For tensors with more than 1 dimensions, let’s say N = 4, we can only append a tensor of N-1 dimensions. For example:

use util;

fn main() {
var t = Tensor::new();
t.init(TensorType::f64, [0,2,3,4]); //Creates a 4 dimensional tensor of 0 x 2 x 3 x 4 = 0 elements in total, however the tensor has now the mandatory shapes of the last 3 dimensions 2 x 3 x 4

    var t2 = Tensor::new();
    t2.init(TensorType::f64, [2,3,4]);

    t2.fill(5.0);
    t.append(t2);           //appends the t2 to t

    t2.fill(9.0);
    t.append(t2);           //appends the t2 to t

    println(t);    
}

This code generates the following tensor:

{
    "_type":"core.Tensor",
    "dim":4,
    "shape":[2,2,3,4],
    "type":{"_type":"core.TensorType","field":"f64"},
    "data":[[[[5.0,5.0,5.0,5.0],[5.0,5.0,5.0,5.0],[5.0,5.0,5.0,5.0]],[[5.0,5.0,5.0,5.0],[5.0,5.0,5.0,5.0],[5.0,5.0,5.0,5.0]]],[[[9.0,9.0,9.0,9.0],[9.0,9.0,9.0,9.0],[9.0,9.0,9.0,9.0]],[[9.0,9.0,9.0,9.0],[9.0,9.0,9.0,9.0],[9.0,9.0,9.0,9.0]]]]
}

Notice how we can initialize always the first dimension of the tensor to 0, actually this is the only dimension that we allow to change with each append.

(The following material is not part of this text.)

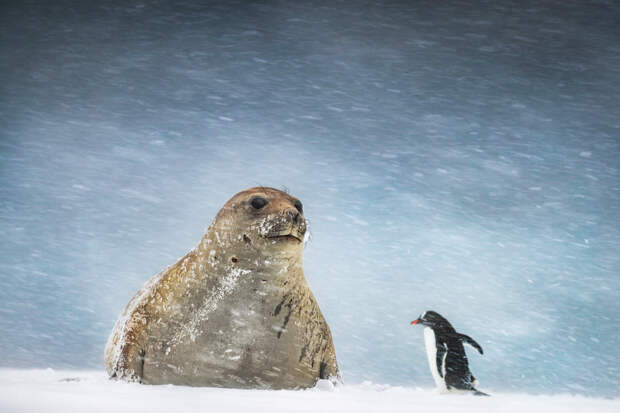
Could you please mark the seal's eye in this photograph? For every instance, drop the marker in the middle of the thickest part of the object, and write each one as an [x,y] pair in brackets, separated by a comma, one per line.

For performance and in order to avoid re-allocating the tensor when its size increases, there is the setCapacity methods. It allows us to set the capacity of a tensor even if the first dimension is 0. If we add this line after init in the previous example, the tensor will have directly a capacity to hold 1000 elements before the appends happen.

t.setCapacity(1000);

Finally in order to re-use the tensor memory but with different shape, a method reset exists to allow changing the shape of the tensor. As an example:

use util;

fn main() {
    var t = Tensor::new(); 
    t.init(TensorType::f64, [2,3,2]); 
    t.fill(5.0);

    t.reset();
    t.init(TensorType::f64, [1,2,3]);      
}

This tensor will reuse its same memory space, with different shapes.